Similarly, Oxfam America's humanitarian policy manager said the US designation would severely impact the ability of aid groups to respond on the ground.

"As we said a year ago, this designation absolutely cannot happen because of the humanitarian implications it would have," Scott Paul said.

Last month, the food-assistance branch of the United Nations announced that it was "forced" to cut aid to Yemen due to a lack of funds.

The World Food Programme (WFP), which feeds 13 million Yemenis, said in a statement that eight million will receive a reduced food ration, while five million at immediate risk of slipping into famine conditions will remain on a full ration.

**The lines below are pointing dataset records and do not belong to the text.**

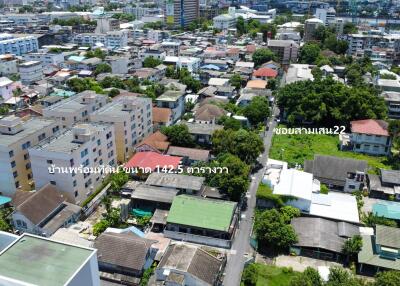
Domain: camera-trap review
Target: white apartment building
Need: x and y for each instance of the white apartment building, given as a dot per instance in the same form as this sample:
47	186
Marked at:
89	145
9	44
8	65
224	22
112	39
30	72
132	120
16	137
75	108
46	58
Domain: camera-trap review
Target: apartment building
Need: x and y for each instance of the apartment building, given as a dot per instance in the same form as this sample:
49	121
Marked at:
132	120
10	44
30	72
111	39
286	50
90	145
46	58
16	138
75	108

Saudi Arabia launched the devastating war on its southern neighbor in March 2015 in collaboration with a number of its allied states and with arms and logistics support from the US and several Western states.

The aim was to return to power the former Riyadh-backed regime and crush the popular Ansarullah movement which has been running state affairs in the absence of an effective government in Yemen.

The war has stopped well shy of all of its goals, despite killing tens of thousands of Yemenis and turning entire Yemen into the scene of the world’s worst humanitarian crisis.

Meanwhile, the Yemeni forces have in recent months gone from strength to strength against the Saudi-led invaders and left Riyadh and its allies bogged down in Yemen.